I’m not going to argue against 2 + 3 = 5, because original thought should always be tempered with a hint of rationality. 2 + 3 = 6 isn’t fearless. It’s trolling. However, I’ll argue that it takes a prodigious amount of cojones to say, as The Little Prince did, that it’s an elephant inside of a snake and not a hat. Such a notion personally offends people. People will go so far as to fear it—be shaking-under-the-covers scared of it—because such a proposition questions their beliefs and the very foundations of society and puts a shiver in their steady control of the way of things. Impractical is the word they use for things that make them shake at night.
You’ve got to be long on guts to question society and/or reality.
A few minutes before I told my second grade student that her forest wasn’t a forest, I had shown her a forest—a few forests actually. I gave them six or seven examples of pictures and paintings of “forests.” Each was some variation on a landscape, set at a fair distance, with many visible trees and a predictable streak of light streaming through. Perhaps there was a fox skirting across the dirt ground. I had neatly scored the forest. I never once said, “draw these pictures.” I said, draw a forest. And that’s what they did. And that’s where their mind will surely lead their colored pencils and dark green markers every time someone tells them to draw a forest—for the rest of their lives.
But not this one girl. She made me feel like a dope. She had the audacity to suggest that it might be ok to call a magnified drawing of a few intersecting sticks of bamboo a forest. Despite everything I’ve said above, I was disturbed by her disruption, her impracticality. It questioned my supposed authority on the matter of drawings of forests. There wasn’t even a predictable streak of light. That made me very uncomfortable.

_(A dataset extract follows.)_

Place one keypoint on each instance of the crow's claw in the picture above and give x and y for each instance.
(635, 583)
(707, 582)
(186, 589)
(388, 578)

It would be supremely easy to live in a world devoid of creativity; a world where numbers and quantification reign unilaterally. We would teach our kids everything we know and they’d do the same and on and on. But, it’s imperative to have people around who will stand up and say, “No, it actually may be an oblate spheroid,” or “I know you’re not gonna like this, but your great-great-great-great grandfather might have been a chimpanzee,” or “You can make nice sounds if you pluck these six strings in different ways.” Those people were probably the same ones that said, “Yes, it is a forest. It’s bamboo,” once upon a time. We can’t lose those people. We can’t standardize them away. We can’t scare them. We need them more than we know.